One Layer Is Enough: Adapting Highly Trained Visual Encoders for Image Production

Generative generative models (eg, distribution models) typically operate on compressed latent spaces to measure training efficiency and sample quality. Correspondingly, there has been a growing interest in using high-quality pre-trained visual representations—either by aligning them within VAEs or directly within the generative model. However, correcting such representations is still a challenge due to the important mismatch between the features targeted for understanding and the latent spaces suitable for generation. Representational encoders benefit from high-dimensional masks that capture various views of masked areas, while production models prefer low-dimensional masks that should faithfully preserve the injected sound.
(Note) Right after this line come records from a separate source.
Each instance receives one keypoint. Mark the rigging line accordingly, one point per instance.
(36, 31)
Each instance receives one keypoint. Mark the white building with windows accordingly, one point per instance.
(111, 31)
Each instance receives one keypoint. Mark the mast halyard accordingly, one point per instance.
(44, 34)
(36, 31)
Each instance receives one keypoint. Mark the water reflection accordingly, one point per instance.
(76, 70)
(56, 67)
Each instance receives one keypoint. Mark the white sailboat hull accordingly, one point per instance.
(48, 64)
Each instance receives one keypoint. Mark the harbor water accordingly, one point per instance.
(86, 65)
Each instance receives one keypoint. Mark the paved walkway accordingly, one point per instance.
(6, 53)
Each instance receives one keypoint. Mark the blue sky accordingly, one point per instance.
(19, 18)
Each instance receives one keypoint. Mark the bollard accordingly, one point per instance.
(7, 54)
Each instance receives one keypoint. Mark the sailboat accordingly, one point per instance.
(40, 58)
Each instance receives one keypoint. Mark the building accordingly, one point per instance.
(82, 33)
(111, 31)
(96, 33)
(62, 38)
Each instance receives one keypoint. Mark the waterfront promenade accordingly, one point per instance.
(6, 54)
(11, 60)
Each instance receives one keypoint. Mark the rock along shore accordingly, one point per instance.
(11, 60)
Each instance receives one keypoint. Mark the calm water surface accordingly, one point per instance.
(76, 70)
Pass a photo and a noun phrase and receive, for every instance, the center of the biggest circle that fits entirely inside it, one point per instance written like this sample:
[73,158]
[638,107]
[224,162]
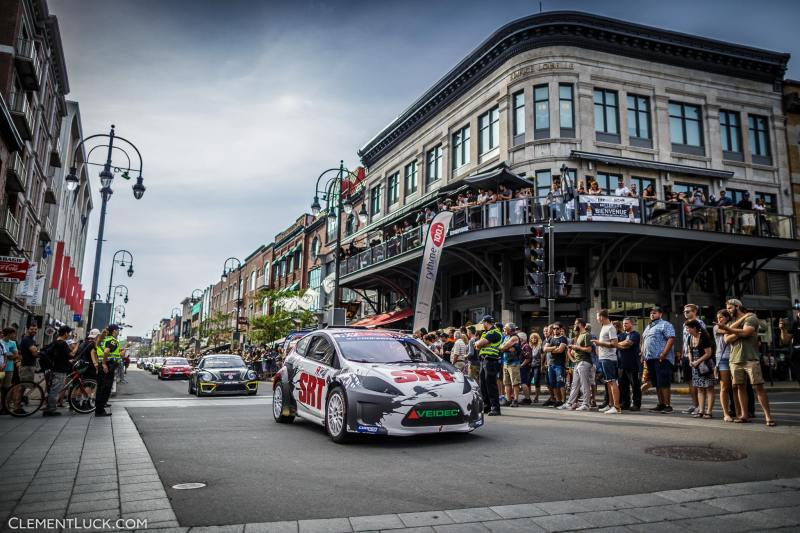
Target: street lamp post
[106,178]
[330,193]
[225,271]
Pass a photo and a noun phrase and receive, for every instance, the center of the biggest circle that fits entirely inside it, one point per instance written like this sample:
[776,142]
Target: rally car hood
[415,379]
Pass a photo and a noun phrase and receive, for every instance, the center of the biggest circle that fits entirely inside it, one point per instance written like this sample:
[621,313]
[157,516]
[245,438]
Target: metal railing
[607,209]
[11,225]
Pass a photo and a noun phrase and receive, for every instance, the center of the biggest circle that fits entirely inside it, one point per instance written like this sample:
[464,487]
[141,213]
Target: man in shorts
[742,336]
[658,341]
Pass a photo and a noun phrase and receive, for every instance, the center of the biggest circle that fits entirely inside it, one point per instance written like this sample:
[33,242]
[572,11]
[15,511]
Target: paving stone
[516,525]
[474,514]
[217,529]
[462,528]
[111,504]
[374,523]
[145,505]
[325,525]
[271,527]
[563,522]
[426,518]
[753,502]
[522,510]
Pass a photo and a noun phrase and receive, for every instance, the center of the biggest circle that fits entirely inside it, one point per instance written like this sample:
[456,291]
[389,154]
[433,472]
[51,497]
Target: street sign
[13,269]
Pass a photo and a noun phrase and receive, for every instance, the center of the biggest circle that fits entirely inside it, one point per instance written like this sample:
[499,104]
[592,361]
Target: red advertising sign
[13,269]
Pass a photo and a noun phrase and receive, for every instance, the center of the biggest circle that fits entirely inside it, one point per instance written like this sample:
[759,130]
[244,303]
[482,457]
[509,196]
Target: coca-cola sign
[13,269]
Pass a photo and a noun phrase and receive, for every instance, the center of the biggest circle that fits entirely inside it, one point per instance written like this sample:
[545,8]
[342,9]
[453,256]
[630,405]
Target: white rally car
[373,382]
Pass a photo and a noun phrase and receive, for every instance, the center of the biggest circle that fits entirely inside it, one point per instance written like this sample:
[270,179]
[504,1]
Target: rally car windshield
[224,362]
[384,350]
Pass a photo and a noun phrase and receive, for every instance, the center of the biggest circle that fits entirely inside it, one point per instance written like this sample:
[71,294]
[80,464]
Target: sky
[238,105]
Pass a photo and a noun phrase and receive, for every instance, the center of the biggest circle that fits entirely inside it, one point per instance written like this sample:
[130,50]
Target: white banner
[26,288]
[434,243]
[38,292]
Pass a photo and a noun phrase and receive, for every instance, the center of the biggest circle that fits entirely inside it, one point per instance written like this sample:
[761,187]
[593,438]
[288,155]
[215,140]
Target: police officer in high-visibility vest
[106,359]
[488,348]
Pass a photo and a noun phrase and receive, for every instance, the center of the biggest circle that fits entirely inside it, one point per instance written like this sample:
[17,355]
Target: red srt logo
[437,233]
[410,376]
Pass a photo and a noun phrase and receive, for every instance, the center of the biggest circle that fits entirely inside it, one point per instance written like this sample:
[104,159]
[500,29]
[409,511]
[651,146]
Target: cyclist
[60,363]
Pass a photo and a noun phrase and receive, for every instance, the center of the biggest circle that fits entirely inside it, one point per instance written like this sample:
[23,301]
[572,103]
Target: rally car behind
[373,382]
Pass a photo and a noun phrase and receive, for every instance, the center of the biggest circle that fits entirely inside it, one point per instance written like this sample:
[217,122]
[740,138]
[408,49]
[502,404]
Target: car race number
[409,376]
[311,390]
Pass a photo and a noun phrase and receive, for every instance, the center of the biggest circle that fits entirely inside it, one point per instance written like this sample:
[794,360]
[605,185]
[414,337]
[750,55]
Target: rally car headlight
[376,384]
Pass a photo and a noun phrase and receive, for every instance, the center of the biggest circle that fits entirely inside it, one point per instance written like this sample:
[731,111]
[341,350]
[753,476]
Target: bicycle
[28,397]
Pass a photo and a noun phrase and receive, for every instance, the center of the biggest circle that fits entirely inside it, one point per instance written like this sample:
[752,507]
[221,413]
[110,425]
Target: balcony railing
[29,66]
[22,114]
[606,209]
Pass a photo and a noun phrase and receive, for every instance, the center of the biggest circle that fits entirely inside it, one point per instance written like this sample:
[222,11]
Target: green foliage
[284,317]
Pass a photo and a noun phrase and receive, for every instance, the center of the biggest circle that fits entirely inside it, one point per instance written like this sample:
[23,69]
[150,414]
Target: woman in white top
[723,365]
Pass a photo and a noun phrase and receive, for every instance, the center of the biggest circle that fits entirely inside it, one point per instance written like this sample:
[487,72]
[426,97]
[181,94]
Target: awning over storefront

This disparity has led to previous work relying on complex objectives and structures. In this work, we propose FAE (Automatic Feature-Encoder), a simple yet effective framework that adapts pre-trained visual representations into low-dimensional hidden objects suitable for production using as little as one layer of attention, while preserving sufficient information for both reconstruction and understanding. The key is to combine two different depth decoders: one is trained to reconstruct the original feature space, and the second takes the reconstructed features as input for image generation. FAE is general—it can be reinforced with self-supervised embeddings (eg, DINO, SigLIP) and it is connected to two different productive families–distribution and general flow models. In all conditional and text-to-image benchmarks, FAE achieves strong performance. For example, for ImageNet 256×256, our diffusion model and CFG obtain near-modern FID now of 1.29 (800 epochs) and 1.70 (80 epochs). Without CFG, FAE achieves a modern FID of 1.48 (800 epochs) and 2.08 (80 epochs), showing both high quality and fast learning.